Antes de chegarmos paramos no mirante bem estruturado (não é este armengue que estão construindo no Cristo da Serra do Periperi de Vitória da Conquista), para apreciarmos as belas paisagens cheias de montanhas cobertas pelas florestas. De lá avistamos a cidadezinha encravada nos morros e aproveitamos para as fotos. É prazeroso viajar.

Uns contam (são estórias orais) que a vila foi criada por garimpeiros rebeldes vindos de Minas Gerais que ali se instalaram à procura de ouro. Para os guias de turismo, foram os bandeirantes paulistas que alcançaram aquelas serras dos papagaios e das aratacas. Era o auge do ouro.

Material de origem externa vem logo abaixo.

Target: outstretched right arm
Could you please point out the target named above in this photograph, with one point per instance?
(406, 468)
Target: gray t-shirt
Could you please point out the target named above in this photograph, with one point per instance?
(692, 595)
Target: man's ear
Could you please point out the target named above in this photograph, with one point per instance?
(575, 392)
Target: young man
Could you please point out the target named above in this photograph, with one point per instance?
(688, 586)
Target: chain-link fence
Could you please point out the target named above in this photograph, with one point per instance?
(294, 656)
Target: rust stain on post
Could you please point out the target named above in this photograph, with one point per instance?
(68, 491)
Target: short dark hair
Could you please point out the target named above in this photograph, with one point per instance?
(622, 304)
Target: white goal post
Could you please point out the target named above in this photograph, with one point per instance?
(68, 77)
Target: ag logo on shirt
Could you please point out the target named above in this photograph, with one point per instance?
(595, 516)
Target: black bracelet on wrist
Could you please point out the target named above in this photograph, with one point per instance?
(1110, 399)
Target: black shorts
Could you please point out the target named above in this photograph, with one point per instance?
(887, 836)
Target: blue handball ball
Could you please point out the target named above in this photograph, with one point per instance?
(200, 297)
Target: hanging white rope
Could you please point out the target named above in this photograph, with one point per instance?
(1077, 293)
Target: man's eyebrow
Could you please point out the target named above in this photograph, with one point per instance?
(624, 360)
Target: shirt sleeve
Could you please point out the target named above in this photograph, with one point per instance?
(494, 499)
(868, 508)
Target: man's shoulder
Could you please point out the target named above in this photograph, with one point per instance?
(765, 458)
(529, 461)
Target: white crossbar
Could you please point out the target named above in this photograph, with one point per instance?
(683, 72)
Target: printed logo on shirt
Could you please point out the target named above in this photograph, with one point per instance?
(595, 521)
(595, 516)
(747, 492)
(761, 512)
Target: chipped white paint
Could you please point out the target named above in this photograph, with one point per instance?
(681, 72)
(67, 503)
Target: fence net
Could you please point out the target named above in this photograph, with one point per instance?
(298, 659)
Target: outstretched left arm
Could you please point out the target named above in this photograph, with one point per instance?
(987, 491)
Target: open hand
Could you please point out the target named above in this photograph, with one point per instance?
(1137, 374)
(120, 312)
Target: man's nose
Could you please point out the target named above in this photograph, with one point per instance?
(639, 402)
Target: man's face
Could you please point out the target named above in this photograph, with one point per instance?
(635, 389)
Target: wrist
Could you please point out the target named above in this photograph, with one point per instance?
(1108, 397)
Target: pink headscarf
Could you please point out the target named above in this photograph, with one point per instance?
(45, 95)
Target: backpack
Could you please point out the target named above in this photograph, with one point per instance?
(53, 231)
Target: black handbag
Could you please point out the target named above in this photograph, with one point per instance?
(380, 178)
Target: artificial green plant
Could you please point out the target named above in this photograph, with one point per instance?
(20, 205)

Na verdade, a história narra que a cidade de Goiás, hoje conhecida como Goiás Velho (Velha) foi a primeira capital do estado até 1937 e surgiu da existência de um vilarejo chamado Arraial de Santana (lá está erguida até hoje a Igreja de Santana), fundado em 1727 por Bartolomeu Bueno, filho de Bartolomeu Bueno da Silva, o bandeirante Anhanguera, vindo de São Paulo.

 

Nascido no apogeu da mineração do século XVIII, o arraial foi elevado por D. Luiz de |Mascarenhas a Villa Boa de Goyaz, no ano de 1739, em homenagem ao bandeirante e aos índios goyazes ou guaiás, que quer dizer indivíduo igual ou semelhante. Dez anos depois, em 1749, a Villa foi elevada à capital da província de Goiás. A cidade se desenvolveu entre morros ao longo do Rio Vermelho.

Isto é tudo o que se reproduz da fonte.